With gridlock in Congress, expect the judicial branch to be the branch of government where the most action takes place regarding changes in employment law, Andy Zandy, a labor and employment law attorney with Ford & Harrison LLP, said Monday at the CUNA Human Resources & Organizational Development Council Conference Monday in Anaheim, Calif.
The federal court system is slowly taking on a conservative shift, he says. The Trump Administration has appointed two judges to the U.S. Supreme Court and has more than doubled the number of judges it confirmed to the Federal Appeals Courts in 2018.

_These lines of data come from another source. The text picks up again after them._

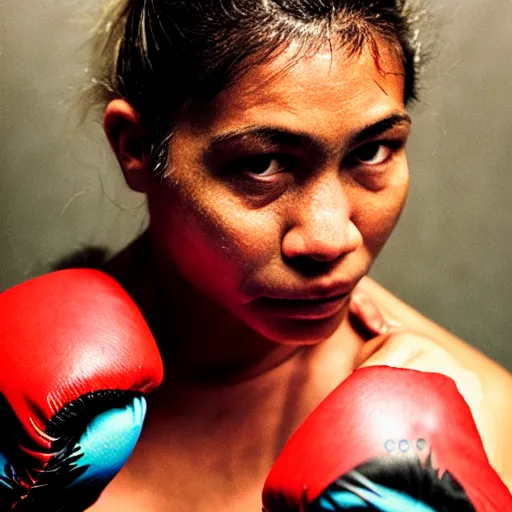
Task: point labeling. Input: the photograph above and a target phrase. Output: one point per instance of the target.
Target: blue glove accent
(378, 498)
(109, 441)
(4, 481)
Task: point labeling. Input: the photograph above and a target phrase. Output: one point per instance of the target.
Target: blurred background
(451, 256)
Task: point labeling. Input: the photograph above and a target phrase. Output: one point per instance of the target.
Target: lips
(313, 308)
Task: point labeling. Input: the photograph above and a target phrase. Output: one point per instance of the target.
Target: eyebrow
(282, 137)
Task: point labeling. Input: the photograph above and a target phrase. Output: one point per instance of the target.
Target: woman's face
(280, 196)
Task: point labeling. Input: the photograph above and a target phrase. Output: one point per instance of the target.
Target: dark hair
(167, 56)
(407, 475)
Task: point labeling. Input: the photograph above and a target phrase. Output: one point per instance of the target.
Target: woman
(269, 138)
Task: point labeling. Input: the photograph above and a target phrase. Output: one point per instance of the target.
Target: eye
(259, 166)
(374, 153)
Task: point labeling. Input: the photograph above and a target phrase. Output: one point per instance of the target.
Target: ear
(124, 131)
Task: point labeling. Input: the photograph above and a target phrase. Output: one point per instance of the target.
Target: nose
(321, 228)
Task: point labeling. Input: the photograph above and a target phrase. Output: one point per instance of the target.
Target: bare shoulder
(494, 376)
(421, 343)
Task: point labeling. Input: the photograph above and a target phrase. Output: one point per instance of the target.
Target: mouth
(310, 308)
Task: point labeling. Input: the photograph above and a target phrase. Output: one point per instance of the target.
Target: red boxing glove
(76, 357)
(391, 440)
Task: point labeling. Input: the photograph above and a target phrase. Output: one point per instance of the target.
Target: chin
(292, 331)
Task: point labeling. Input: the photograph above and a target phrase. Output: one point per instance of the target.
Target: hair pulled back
(167, 56)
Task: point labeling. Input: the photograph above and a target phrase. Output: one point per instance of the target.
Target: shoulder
(424, 345)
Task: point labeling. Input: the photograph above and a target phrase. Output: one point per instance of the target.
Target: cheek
(377, 217)
(211, 238)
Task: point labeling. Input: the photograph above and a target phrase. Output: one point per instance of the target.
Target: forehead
(313, 91)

That exceeds the pace of the last five presidents, Zandy says. The 12 U.S. Circuit Courts are now composed of more than 25% Trump-appointed judges.
While Democrats control the House and Republicans the Senate, expect gridlock to continue in the legislative branch.

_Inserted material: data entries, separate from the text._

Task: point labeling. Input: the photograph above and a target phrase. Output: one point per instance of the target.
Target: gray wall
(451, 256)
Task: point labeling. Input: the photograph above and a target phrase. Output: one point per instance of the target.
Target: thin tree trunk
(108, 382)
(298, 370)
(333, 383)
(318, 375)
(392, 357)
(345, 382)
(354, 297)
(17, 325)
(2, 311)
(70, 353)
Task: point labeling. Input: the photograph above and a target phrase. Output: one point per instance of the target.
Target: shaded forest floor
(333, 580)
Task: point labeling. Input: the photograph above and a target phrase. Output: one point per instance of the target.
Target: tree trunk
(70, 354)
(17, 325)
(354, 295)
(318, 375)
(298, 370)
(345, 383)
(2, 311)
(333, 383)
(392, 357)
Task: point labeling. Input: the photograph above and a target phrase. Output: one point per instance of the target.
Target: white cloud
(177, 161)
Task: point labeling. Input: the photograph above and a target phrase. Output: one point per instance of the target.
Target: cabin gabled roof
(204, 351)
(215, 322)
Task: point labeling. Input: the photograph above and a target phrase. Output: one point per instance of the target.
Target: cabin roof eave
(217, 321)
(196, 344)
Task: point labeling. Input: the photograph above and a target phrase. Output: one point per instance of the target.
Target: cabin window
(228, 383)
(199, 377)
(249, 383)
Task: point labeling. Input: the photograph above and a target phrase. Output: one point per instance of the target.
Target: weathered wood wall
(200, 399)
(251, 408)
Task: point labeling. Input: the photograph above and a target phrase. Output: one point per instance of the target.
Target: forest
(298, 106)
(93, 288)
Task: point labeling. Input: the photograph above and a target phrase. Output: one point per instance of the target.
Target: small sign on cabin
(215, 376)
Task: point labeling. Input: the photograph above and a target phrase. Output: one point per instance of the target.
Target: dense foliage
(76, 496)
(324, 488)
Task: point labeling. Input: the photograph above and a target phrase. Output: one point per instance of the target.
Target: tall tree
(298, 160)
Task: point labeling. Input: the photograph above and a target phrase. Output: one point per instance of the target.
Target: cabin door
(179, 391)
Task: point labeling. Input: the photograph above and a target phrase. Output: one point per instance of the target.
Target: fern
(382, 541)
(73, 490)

While Zandy doesn’t expect much legislation to pass, he believes there will be many discussions about minimum wage, overtime rules, wellness regulations, paid sick leave, and joint employment (shared employees among two or more companies).
Employees filed fewer discrimination charges with the Equal Employment Opportunity Commission (EEOC) in the last fiscal year than they have in more than a decade, Zandy says, despite the surge in sexual harassment reports the #MeToo movement spurred.
EEOC received 76,418 complaints in 2018, with retaliation, sex, disability, and race discrimination cases topping the list. Sexual harassment made up less than one third of sex discrimination charges.
The Department of Labor (DOL) issued a replacement of the Obama Administration’s overtime rule, raising the minimum salary threshold to $35,308 per year. That’s $12,000 less than the what amount the Obama Administration proposed.
The DOL says the proposed rule will increase the number of overtime-eligible employees by more than one million.